Signed book: To Turn the Tide. First edition. NY: Harper & Brothers, 1962. Hardcover with dust jacket, 6 x 8.5, 235 pages. Signed and inscribed on the first free end page in fountain pen by the president, "For Rosalinde Kaufman—with thanks and best regards, John Kennedy,” and the editor, “To Lin—with my sincere thanks for your valuable help in preparing this volume, John Gardner." Kaufman is one of four people thanked in Gardner's editor's note that opens the book. The volume collects several of Kennedy's greatest speeches and addresses, ranging from his oft-quoted inaugural to his famous commitment to 'landing a man on the moon and returning him safely to the earth'—this speech signed at the conclusion in blue ballpoint by America's second moonwalker: "Mission Accomplished! Apollo XI achieved President Kennedy’s goal before the end of the decade, Buzz Aldrin, July 16-24, 1969, Apollo XI LMP." Autographic condition: fine. Book condition: VG+/VG, with edge nicks and creasing to dust jacket.

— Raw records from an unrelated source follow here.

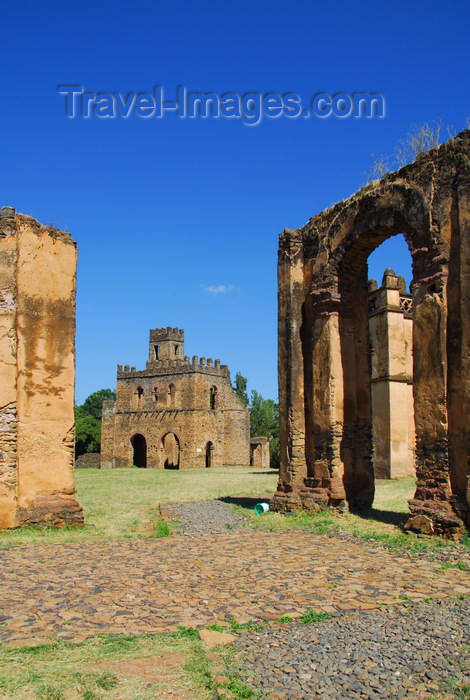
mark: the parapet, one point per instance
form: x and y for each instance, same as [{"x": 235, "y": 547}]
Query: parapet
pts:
[{"x": 168, "y": 333}]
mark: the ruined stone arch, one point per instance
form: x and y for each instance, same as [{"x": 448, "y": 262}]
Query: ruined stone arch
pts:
[
  {"x": 171, "y": 391},
  {"x": 324, "y": 364}
]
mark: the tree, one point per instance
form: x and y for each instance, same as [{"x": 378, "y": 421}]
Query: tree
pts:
[
  {"x": 88, "y": 422},
  {"x": 240, "y": 388},
  {"x": 264, "y": 421}
]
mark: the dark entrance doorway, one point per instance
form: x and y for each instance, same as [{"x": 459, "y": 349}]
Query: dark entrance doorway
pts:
[{"x": 139, "y": 444}]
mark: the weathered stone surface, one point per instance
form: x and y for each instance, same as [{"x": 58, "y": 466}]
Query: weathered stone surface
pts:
[
  {"x": 37, "y": 373},
  {"x": 324, "y": 363},
  {"x": 88, "y": 460},
  {"x": 420, "y": 523},
  {"x": 175, "y": 414}
]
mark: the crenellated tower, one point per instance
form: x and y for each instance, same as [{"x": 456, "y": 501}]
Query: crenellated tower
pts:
[{"x": 166, "y": 344}]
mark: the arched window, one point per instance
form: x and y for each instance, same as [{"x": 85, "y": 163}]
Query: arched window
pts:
[
  {"x": 140, "y": 396},
  {"x": 213, "y": 392}
]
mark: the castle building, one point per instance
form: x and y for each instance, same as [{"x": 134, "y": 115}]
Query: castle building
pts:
[{"x": 174, "y": 414}]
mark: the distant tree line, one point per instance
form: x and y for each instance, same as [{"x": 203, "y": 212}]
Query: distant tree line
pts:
[
  {"x": 88, "y": 422},
  {"x": 264, "y": 416}
]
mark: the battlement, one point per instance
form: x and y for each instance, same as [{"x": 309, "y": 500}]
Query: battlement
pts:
[
  {"x": 168, "y": 333},
  {"x": 175, "y": 366}
]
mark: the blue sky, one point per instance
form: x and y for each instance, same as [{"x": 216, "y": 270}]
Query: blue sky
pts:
[{"x": 164, "y": 210}]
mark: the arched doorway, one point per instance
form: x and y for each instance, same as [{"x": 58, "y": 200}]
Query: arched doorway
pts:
[
  {"x": 171, "y": 451},
  {"x": 209, "y": 448},
  {"x": 324, "y": 359},
  {"x": 139, "y": 445}
]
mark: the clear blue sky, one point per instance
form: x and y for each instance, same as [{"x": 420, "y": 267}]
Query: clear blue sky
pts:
[{"x": 164, "y": 209}]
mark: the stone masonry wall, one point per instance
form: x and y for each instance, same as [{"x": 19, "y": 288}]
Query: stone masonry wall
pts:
[
  {"x": 37, "y": 373},
  {"x": 191, "y": 399}
]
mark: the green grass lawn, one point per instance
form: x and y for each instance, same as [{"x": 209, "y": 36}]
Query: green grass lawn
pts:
[{"x": 124, "y": 503}]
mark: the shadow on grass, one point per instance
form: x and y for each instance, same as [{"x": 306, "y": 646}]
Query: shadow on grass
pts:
[{"x": 244, "y": 502}]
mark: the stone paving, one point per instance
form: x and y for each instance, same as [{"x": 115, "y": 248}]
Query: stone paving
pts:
[{"x": 73, "y": 591}]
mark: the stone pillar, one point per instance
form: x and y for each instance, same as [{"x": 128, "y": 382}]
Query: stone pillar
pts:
[
  {"x": 37, "y": 367},
  {"x": 391, "y": 380},
  {"x": 291, "y": 298}
]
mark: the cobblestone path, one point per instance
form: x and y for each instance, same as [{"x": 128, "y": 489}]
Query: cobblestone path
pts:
[{"x": 74, "y": 591}]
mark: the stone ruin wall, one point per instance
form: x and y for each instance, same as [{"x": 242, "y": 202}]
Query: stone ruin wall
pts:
[
  {"x": 37, "y": 373},
  {"x": 391, "y": 348},
  {"x": 324, "y": 363}
]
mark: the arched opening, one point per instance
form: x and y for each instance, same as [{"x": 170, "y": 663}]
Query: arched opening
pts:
[
  {"x": 213, "y": 398},
  {"x": 139, "y": 445},
  {"x": 209, "y": 448},
  {"x": 390, "y": 312},
  {"x": 172, "y": 396},
  {"x": 171, "y": 451},
  {"x": 324, "y": 355},
  {"x": 369, "y": 385}
]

Signed book: The Burden and the Glory. First edition, specially bound deluxe presentation issue. Hardcover bound in navy blue goatskin with gilt-stamped presidential seal on front board, all edges gilt, 5.75 x 8.25, 293 pages. Signed on the first free end page in black ballpoint, "Jacqueline Kennedy," and on the first page of a speech entitled 'The Moral Issue of Equal Rights for All Colors,' JFK's response to the desegregation crisis in Alabama, by JFK's deputy attorney general, "Nicholas deB. Katzenbach." Autographic condition: fine. Book condition: VG+/None, with trivial spots of rubbing to spine head and corners.

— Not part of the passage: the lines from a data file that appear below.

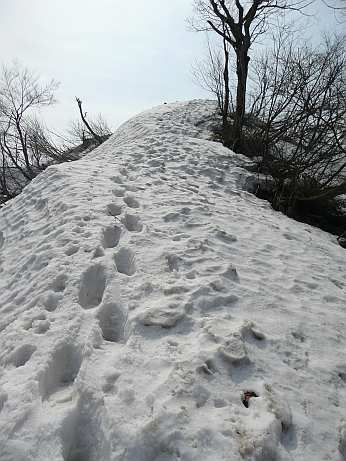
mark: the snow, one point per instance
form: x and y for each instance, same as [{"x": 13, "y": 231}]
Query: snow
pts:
[{"x": 144, "y": 291}]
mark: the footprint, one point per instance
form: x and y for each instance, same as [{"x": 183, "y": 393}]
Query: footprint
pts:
[
  {"x": 62, "y": 370},
  {"x": 117, "y": 179},
  {"x": 225, "y": 236},
  {"x": 133, "y": 223},
  {"x": 92, "y": 286},
  {"x": 131, "y": 201},
  {"x": 112, "y": 321},
  {"x": 111, "y": 236},
  {"x": 71, "y": 250},
  {"x": 21, "y": 355},
  {"x": 59, "y": 283},
  {"x": 118, "y": 192},
  {"x": 113, "y": 209},
  {"x": 125, "y": 261},
  {"x": 51, "y": 301}
]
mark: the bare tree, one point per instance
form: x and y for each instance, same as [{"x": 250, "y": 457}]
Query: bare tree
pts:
[
  {"x": 21, "y": 93},
  {"x": 240, "y": 23},
  {"x": 301, "y": 116},
  {"x": 212, "y": 74},
  {"x": 98, "y": 129}
]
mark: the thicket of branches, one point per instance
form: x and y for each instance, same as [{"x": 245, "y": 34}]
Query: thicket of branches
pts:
[
  {"x": 293, "y": 114},
  {"x": 26, "y": 146}
]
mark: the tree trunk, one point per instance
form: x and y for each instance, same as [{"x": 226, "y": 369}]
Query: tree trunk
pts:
[
  {"x": 227, "y": 91},
  {"x": 242, "y": 74}
]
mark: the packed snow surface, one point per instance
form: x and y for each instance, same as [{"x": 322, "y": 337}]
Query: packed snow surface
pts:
[{"x": 153, "y": 309}]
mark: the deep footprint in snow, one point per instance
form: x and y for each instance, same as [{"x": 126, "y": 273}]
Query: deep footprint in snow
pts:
[
  {"x": 125, "y": 261},
  {"x": 132, "y": 223},
  {"x": 130, "y": 201},
  {"x": 59, "y": 283},
  {"x": 114, "y": 209},
  {"x": 111, "y": 236},
  {"x": 92, "y": 286},
  {"x": 61, "y": 371},
  {"x": 112, "y": 320},
  {"x": 118, "y": 192},
  {"x": 21, "y": 355}
]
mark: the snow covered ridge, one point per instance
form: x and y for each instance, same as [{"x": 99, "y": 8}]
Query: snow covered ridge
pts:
[{"x": 153, "y": 310}]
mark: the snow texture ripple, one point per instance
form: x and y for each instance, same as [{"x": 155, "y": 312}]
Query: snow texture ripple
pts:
[{"x": 153, "y": 309}]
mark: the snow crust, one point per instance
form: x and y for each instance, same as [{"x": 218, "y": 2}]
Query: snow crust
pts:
[{"x": 144, "y": 291}]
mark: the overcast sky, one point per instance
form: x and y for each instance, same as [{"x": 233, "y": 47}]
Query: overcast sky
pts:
[{"x": 118, "y": 56}]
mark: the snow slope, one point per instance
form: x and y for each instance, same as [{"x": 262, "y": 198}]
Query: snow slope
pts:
[{"x": 143, "y": 290}]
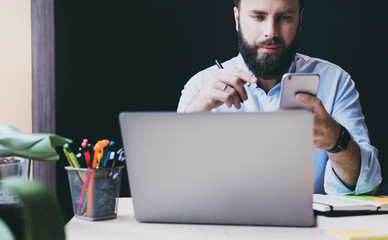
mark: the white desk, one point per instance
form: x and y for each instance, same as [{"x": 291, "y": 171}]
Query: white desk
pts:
[{"x": 126, "y": 227}]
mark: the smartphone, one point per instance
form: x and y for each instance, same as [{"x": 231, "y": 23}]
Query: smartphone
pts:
[{"x": 293, "y": 83}]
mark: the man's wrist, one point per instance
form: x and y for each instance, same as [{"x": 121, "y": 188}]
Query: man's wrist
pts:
[{"x": 342, "y": 141}]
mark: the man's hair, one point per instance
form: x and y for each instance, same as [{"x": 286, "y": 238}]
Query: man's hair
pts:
[{"x": 301, "y": 3}]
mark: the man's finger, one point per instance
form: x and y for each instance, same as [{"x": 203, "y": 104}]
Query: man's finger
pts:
[{"x": 313, "y": 102}]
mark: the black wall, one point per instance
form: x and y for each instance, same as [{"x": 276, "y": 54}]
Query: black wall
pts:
[{"x": 125, "y": 55}]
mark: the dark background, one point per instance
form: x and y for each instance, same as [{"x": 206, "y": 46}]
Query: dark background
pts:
[{"x": 126, "y": 55}]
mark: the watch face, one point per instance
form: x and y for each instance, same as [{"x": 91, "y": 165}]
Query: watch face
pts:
[{"x": 342, "y": 142}]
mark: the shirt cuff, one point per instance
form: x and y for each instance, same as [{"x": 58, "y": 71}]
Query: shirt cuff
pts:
[{"x": 368, "y": 180}]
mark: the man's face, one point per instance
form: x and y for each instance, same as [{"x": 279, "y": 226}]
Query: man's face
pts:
[{"x": 268, "y": 35}]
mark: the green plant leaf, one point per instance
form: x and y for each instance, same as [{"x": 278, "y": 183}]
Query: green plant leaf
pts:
[
  {"x": 35, "y": 146},
  {"x": 44, "y": 219},
  {"x": 5, "y": 233}
]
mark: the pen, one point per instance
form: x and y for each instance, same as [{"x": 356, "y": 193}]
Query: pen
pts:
[
  {"x": 71, "y": 155},
  {"x": 221, "y": 67},
  {"x": 86, "y": 152}
]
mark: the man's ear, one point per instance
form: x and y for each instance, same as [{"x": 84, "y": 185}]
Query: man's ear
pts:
[
  {"x": 236, "y": 17},
  {"x": 300, "y": 20}
]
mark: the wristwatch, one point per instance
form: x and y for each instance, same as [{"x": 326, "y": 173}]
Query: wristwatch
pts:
[{"x": 342, "y": 141}]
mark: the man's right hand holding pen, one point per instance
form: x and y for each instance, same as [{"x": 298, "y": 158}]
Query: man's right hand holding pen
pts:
[{"x": 225, "y": 86}]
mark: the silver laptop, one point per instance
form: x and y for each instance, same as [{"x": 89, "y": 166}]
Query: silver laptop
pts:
[{"x": 220, "y": 168}]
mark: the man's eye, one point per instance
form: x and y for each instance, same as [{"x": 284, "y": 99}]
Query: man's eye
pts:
[
  {"x": 259, "y": 17},
  {"x": 286, "y": 17}
]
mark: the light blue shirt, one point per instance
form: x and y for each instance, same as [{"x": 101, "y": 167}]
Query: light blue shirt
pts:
[{"x": 341, "y": 100}]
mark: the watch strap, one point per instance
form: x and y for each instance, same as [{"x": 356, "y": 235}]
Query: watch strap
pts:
[{"x": 342, "y": 141}]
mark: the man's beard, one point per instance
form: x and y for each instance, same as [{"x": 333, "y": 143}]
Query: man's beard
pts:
[{"x": 268, "y": 66}]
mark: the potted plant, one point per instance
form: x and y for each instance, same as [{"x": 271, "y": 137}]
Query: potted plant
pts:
[{"x": 43, "y": 218}]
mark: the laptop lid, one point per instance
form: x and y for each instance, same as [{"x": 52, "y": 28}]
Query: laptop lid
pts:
[{"x": 220, "y": 168}]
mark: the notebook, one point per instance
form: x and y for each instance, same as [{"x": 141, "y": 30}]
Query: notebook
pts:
[
  {"x": 220, "y": 168},
  {"x": 327, "y": 203}
]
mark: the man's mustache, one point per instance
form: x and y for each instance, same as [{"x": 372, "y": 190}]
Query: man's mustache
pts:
[{"x": 270, "y": 42}]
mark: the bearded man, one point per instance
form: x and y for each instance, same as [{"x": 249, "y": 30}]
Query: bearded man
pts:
[{"x": 268, "y": 32}]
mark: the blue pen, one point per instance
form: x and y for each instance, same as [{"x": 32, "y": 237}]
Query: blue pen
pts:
[{"x": 107, "y": 153}]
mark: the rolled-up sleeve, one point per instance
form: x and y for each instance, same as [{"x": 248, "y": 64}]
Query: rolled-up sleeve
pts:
[
  {"x": 346, "y": 110},
  {"x": 368, "y": 180}
]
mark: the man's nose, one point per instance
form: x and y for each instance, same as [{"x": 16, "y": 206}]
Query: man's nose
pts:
[{"x": 271, "y": 29}]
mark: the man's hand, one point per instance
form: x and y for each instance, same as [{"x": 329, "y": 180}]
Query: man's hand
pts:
[
  {"x": 326, "y": 129},
  {"x": 225, "y": 86},
  {"x": 346, "y": 164}
]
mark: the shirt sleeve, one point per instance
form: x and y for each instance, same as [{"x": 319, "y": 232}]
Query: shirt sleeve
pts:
[
  {"x": 346, "y": 110},
  {"x": 192, "y": 88}
]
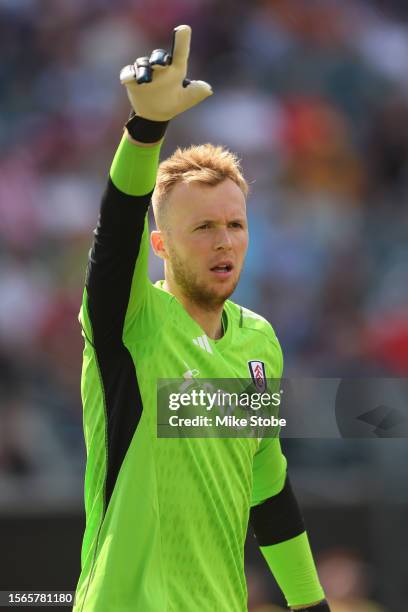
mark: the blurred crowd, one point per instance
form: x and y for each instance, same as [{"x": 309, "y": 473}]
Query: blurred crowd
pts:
[{"x": 313, "y": 96}]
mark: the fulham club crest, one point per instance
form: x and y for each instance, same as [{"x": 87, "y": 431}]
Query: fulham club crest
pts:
[{"x": 257, "y": 370}]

Both books are housed in handsome custom-made half-leather clamshell cases with marbled boards and gilt-stamped spines. John F. Kennedy had an enduring voice that captured the dreams and imagination of a nation. Aside from his youth and charisma Kennedy’s popularity has endured due to his inspirational rhetoric. To Turn the Tide holds his ever-popular Inaugural Address, with so many memorable lines: 'Let the word go forth…the torch has been passed,' along with the famed clarion call to higher purpose and patriotism, 'And so, my fellow Americans, Ask not what your country can do for you—ask what you can do for your country.' The Gardner book concludes with Kennedy's foreboding address to the United Nations of September 25, 1961: 'Today every inhabitant of this planet must contemplate the day when this planet may no longer be inhabitable. Every man, woman and child lives under a nuclear sword of Damocles, hanging by the slenderest of threads, capable of being cut at any moment by accident or miscalculations or madness. The weapons of war must be abolished before they abolish us.'

The Burden and the Glory picks up with speeches starting in November 1961 and ends with Kennedy's famous 'unspoken speech' intended to be delivered before the Dallas Citizens Council on November 22, 1963. Among these is his enduring space speech at Rice University ('We choose to go to the moon in this decade and do the other things, not because they are easy, but because they are hard'), his televised address on the Cuban Missile Crisis, his historic address at American University desiring a world peace, and his famed 'Ich bin ein Berliner' speech given at the Berlin Wall. Katzenbach signs the address given by Kennedy after the 'Stand in the Schoolhouse Door'—the moral crisis of Civil Rights on June 11, 1963, when Governor George Wallace of Alabama threatened to block the registration of two African American students to the all-white University of Alabama. Katzenbach and the federalized National Guard confronted Wallace on the steps of Foster Auditorium, where the registration was to take place, and eventually Wallace backed down. That night Kennedy addressed the nation: 'If an American, because his skin is dark cannot eat lunch in a restaurant open to the public, if he cannot send his children to the best public school available, if he cannot vote for public officials who represent him, if in short, he cannot enjoy the full and free life which all of want, the who among us would be content to have the color of skin changed and stand in his place? Who among us would then be content with the counsels of patience and delay.' Together, these two multi-signed books represent the trials and triumphs of John F. Kennedy's presidency, as well as his enduring legacy.